Is it fair to place the welfare of the cargo above the welfare of the driver? That is the riddle posed by new exemption that the Federal Motor Carrier Safety Administration (FMCSA) has just granted to part of its hours-of-service (HOS) rule. And, like all good riddles, the answer depends on the reading of the question.
The exemption applies to interstate haulers carrying live animals, generally livestock or bees; the drivers no longer have to take a 30 minute break in their first eight hours of driving. The issue is that the animals depend on the airflow generated by the moving truck to keep cool. Extended stops could sicken or even kill them, especially given that long-distance travel or shipping is already very stressful for livestock. And stopping for 30 minutes can be too long for these livestock and bees to sit idle.
But the purpose of the 30 minute break is to give drivers a chance to rest and stretch their legs in the middle of an extremely long, extremely demanding shift. Without that break, their risk of health problems and traffic accidents increase—and that is true no matter what type of cargo they are carrying.
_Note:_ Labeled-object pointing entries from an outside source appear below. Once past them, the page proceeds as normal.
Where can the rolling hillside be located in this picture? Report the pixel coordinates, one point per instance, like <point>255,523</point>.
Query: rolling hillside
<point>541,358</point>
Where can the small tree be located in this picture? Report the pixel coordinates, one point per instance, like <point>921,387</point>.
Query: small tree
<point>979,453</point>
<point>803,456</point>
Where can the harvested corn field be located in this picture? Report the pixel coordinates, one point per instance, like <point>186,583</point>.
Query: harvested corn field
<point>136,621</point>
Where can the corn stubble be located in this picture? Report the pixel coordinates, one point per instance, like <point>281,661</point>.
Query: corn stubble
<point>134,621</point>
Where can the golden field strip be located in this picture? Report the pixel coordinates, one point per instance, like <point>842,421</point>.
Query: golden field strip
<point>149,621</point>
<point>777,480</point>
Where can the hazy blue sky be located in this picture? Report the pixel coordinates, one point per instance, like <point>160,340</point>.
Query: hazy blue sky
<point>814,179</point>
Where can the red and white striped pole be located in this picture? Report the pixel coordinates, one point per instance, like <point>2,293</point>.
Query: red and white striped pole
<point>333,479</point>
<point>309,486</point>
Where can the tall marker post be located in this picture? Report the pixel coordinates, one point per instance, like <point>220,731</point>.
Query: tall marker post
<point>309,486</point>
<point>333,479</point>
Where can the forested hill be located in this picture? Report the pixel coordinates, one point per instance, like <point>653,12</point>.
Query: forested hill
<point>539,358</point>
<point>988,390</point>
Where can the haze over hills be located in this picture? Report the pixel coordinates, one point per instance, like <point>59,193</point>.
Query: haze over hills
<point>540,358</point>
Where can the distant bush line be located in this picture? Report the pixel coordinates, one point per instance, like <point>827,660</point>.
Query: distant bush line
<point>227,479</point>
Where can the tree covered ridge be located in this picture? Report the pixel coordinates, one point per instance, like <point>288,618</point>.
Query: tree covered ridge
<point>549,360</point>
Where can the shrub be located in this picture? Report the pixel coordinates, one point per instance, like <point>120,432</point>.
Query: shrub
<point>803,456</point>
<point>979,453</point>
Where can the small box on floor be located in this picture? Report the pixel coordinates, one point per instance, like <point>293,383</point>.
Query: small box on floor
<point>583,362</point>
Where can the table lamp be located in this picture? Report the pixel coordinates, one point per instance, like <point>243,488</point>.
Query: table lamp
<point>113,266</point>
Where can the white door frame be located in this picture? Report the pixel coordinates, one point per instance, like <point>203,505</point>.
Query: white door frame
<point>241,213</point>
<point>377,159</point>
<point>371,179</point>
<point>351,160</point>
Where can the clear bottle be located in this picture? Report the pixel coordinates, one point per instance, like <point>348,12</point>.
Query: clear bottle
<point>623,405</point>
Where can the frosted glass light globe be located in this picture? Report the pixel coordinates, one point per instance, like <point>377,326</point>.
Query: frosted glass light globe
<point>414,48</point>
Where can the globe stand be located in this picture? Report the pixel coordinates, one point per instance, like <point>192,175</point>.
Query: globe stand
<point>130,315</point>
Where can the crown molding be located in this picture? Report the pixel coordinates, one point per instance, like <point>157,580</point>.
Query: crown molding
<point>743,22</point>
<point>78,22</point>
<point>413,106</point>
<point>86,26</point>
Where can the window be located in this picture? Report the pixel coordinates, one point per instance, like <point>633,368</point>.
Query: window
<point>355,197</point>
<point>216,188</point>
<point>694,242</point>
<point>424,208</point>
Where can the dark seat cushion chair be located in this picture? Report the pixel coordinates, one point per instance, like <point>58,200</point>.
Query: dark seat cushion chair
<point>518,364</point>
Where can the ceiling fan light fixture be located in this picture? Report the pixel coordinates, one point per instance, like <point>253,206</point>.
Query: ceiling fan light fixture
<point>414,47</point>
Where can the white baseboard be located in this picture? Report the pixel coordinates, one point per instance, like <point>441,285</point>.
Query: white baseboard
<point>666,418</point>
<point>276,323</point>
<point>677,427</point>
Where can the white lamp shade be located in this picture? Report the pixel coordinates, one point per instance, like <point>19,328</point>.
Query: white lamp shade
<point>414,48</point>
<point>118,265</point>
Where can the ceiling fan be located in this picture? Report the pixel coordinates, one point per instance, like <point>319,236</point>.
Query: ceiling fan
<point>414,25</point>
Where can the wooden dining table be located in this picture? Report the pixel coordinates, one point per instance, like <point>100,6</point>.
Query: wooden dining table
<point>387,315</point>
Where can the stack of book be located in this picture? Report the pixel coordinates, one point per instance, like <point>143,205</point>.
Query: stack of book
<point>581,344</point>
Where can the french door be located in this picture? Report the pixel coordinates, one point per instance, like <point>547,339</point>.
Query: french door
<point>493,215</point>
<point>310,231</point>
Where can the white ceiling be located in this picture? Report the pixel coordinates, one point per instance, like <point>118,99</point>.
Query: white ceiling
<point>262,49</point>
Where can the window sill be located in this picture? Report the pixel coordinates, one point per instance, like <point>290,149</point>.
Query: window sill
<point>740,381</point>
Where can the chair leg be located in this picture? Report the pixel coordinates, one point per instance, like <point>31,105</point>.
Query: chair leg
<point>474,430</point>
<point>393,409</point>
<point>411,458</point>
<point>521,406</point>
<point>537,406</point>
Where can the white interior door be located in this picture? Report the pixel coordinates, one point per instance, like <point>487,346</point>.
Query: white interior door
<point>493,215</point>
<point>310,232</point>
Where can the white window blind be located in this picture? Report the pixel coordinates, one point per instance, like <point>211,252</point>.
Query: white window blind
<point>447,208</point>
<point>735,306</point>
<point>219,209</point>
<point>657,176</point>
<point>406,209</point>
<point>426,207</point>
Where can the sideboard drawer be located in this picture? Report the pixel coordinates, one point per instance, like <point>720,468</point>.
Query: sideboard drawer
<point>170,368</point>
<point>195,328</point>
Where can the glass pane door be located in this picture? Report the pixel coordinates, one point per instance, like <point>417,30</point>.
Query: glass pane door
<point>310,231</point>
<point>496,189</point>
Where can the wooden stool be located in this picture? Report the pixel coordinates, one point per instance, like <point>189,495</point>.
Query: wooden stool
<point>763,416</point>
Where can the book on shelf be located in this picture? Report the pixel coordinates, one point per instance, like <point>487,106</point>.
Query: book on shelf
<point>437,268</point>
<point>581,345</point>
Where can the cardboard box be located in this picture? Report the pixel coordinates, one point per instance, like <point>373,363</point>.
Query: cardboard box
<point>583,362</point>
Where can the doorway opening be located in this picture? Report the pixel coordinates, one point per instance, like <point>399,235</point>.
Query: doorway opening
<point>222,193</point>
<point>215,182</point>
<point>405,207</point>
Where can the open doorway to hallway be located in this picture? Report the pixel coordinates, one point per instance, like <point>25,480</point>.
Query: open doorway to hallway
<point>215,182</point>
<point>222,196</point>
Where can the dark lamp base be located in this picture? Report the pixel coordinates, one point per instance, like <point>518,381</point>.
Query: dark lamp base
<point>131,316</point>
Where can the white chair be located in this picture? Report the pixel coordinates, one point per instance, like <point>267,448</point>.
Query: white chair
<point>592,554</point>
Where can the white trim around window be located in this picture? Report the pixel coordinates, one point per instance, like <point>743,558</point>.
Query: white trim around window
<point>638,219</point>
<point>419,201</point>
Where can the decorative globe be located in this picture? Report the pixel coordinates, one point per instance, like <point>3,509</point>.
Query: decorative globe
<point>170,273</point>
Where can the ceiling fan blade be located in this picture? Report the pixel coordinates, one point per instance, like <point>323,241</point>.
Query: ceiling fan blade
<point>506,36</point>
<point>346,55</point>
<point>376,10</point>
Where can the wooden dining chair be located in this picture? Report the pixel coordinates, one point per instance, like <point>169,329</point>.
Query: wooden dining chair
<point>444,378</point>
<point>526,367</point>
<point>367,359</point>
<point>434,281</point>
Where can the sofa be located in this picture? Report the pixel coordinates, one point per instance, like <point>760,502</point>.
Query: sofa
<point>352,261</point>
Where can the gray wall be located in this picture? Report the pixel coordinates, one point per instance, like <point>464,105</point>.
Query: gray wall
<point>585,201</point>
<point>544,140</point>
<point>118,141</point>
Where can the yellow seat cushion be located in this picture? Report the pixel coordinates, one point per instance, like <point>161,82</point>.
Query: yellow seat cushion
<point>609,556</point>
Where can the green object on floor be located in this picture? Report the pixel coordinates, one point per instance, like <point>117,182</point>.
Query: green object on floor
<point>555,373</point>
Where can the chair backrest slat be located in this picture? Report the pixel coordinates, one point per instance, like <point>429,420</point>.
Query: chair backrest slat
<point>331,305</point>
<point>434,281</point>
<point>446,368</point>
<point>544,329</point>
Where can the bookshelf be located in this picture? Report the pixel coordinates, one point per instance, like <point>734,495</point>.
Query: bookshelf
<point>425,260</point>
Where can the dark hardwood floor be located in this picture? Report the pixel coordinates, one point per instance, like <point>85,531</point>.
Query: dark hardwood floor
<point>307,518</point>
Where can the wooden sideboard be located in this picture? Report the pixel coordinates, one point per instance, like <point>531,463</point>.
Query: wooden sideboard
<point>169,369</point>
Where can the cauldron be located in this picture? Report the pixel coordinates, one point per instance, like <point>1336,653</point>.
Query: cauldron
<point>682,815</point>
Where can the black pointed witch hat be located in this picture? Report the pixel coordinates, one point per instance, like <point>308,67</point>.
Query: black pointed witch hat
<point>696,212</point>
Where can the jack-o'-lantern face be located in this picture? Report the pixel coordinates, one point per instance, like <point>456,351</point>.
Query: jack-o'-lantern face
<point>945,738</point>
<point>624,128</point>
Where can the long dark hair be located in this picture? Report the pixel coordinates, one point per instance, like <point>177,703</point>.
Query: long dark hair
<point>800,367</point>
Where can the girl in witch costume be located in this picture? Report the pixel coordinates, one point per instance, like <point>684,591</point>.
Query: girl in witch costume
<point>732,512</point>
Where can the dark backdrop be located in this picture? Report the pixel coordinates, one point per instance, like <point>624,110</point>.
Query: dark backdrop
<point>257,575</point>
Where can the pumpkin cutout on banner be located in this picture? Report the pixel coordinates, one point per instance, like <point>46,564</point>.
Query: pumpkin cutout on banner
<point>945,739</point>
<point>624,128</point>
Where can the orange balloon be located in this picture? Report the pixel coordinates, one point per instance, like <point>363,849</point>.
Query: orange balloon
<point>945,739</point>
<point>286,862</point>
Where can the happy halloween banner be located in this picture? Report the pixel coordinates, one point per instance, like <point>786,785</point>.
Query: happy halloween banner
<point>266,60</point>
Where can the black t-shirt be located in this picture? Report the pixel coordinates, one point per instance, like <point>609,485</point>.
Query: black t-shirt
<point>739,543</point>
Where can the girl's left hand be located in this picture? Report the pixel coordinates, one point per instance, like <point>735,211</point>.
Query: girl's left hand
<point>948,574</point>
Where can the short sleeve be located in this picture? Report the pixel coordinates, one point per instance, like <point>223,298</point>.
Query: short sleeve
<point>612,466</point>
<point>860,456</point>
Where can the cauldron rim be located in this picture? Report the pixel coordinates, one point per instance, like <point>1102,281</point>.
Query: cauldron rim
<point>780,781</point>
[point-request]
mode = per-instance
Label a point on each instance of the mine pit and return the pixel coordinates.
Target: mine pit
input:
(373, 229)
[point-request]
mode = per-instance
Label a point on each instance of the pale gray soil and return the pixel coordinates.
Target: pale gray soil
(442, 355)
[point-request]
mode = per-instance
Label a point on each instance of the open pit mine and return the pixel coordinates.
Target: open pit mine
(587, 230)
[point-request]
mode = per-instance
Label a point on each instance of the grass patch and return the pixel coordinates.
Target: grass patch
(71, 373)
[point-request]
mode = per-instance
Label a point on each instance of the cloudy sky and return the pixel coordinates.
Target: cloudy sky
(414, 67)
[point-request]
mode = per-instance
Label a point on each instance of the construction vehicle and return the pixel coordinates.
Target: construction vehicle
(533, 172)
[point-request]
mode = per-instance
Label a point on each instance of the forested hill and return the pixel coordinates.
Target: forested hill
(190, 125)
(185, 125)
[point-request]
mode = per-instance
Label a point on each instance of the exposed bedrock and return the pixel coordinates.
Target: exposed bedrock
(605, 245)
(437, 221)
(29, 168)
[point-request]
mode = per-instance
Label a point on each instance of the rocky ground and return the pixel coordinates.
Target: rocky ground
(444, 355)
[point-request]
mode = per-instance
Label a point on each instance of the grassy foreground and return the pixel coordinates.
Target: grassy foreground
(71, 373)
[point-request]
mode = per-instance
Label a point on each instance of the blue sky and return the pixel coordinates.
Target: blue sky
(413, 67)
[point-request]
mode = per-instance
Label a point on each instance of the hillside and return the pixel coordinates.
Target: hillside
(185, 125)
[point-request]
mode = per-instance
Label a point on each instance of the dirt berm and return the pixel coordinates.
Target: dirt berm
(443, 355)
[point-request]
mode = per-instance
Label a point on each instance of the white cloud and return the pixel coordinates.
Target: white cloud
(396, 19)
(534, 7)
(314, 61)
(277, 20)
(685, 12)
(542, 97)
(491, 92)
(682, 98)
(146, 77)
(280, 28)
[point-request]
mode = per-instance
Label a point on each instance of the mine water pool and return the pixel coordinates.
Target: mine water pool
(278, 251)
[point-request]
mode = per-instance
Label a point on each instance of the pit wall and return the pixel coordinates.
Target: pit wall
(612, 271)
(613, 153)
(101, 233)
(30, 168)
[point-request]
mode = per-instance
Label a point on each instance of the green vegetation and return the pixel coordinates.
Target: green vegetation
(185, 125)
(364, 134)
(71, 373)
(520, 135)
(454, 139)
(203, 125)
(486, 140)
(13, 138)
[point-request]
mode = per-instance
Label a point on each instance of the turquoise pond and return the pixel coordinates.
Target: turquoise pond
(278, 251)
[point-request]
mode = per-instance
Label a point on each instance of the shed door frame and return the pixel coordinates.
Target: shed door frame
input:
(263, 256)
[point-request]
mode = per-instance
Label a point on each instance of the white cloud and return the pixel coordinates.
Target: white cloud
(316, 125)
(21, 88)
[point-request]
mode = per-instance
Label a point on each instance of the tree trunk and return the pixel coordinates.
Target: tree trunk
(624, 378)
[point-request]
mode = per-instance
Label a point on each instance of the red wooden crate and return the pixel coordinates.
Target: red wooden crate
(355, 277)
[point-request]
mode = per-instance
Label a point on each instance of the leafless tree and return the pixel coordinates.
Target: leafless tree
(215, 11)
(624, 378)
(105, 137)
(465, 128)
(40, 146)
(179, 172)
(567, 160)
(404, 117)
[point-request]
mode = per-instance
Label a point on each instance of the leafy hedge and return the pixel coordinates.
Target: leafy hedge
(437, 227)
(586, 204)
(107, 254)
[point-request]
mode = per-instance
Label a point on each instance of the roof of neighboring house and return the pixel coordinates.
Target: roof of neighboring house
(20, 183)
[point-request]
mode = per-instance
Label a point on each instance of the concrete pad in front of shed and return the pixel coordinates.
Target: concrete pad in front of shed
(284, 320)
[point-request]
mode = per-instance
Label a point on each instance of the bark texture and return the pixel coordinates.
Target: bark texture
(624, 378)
Is it really fair to the drivers to deny them such an important protection of their health and safety?
And, perhaps just as important, do we really want to risk drivers falling asleep at the wheel of a truck that is full of hundreds of bees?
But there is a practical issue here that renders all questions about human and animal rights debates; the point of these hauls is to transport live animals from Point A to Point B. And driver versus cargo welfare is, in fact, the wrong question.
HOS regulations were implemented to improve safety on the road and reduce driver fatigue. Drivers have a tough job. And staying healthy and well-rested while out on the road can be a challenge. The Centers for Disease Control and Prevention (CDC) reported high rates of obesity among long-haul truck drivers. To help monitor driver behavior, GPS fleet tracking solutions offer fleet managers insight into their vehicle and driver activity. Fleet managers can use the data to implement efficient driver training programs and coaching. With these solutions, managers can view metrics including, speeding, harsh braking, sudden acceleration, and stop sign violations, further alerting manger to particular drivers who need help.
But, with the 30 minute exemption granted through June 19, 2017, we’ll have to wait and see how drivers and livestock travel together under the exemption.